Answer
The graph of $y=4x^{2/5}-2x$ does not have any vertical tangents anywhere.
Work Step by Step
$$y=f(x)=4x^{2/5}-2x$$
a) The graph is enclosed below. It does not seem to have any vertical tangents, even at the origin, because as we see from the introduction that the graph of $y=x^{2/3}$ does not have a vertical tangent at the origin.
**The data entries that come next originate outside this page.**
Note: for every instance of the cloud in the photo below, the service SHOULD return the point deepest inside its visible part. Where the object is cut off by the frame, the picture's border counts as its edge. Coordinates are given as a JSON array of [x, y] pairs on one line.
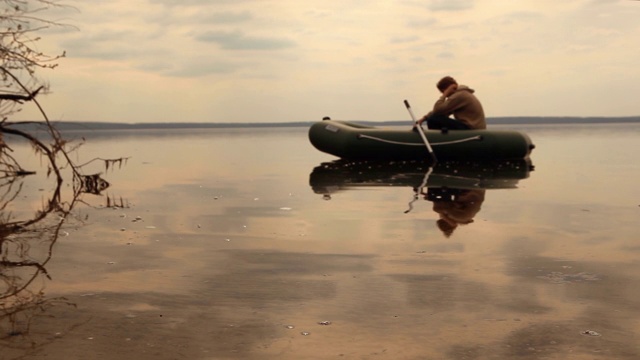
[[450, 5], [238, 41]]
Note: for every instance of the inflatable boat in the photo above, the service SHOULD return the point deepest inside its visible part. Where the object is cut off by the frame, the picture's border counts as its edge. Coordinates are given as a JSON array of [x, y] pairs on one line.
[[353, 141]]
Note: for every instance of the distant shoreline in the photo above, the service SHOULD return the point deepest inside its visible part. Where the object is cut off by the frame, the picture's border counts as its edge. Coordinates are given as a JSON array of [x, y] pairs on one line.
[[524, 120]]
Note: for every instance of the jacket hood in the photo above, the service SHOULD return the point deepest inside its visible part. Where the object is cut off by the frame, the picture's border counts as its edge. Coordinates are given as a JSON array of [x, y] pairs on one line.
[[465, 88]]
b) The graph of $f(x)$ has a vertical tangent at $x$ when
1) $f$ is continuous at $x$
2) $$f′(x)=\lim_{h\to0}\frac{f(x+h)−f(x)}{h}=\pm\infty$$
Here, we can see that:
$$f′(0)=\lim_{h\to0}\frac{f(h)−f(0)}{h}=\lim_{h\to0}\frac{(4h^{2/5}-2h)-(4\times0^{2/5}-2\times0)}{h}$$
$$f'(0)=\lim_{h\to0}\frac{4h^{2/5}-2h}{h}=\lim_{h\to0}\Big(\frac{4}{h^{3/5}}-2\Big)$$
As $h\to0^+$, $h^{3/5}\to0^+$, so $\frac{4}{h^{3/5}}\to\infty$ and $\lim_{h\to0^+}(\frac{4}{h^{3/5}}-2)=\infty$
As $h\to0^-$, $h^{3/5}\to0^-$, so $\frac{4}{h^{3/5}}\to-\infty$ and $\lim_{h\to0^-}(\frac{4}{h^{3/5}}-2)=-\infty$
This means $\lim_{h\to0}(\frac{4}{h^{3/5}}-2)$ does not exist. Therefore, as predicted, $f$ does not have a vertical tangent at the origin.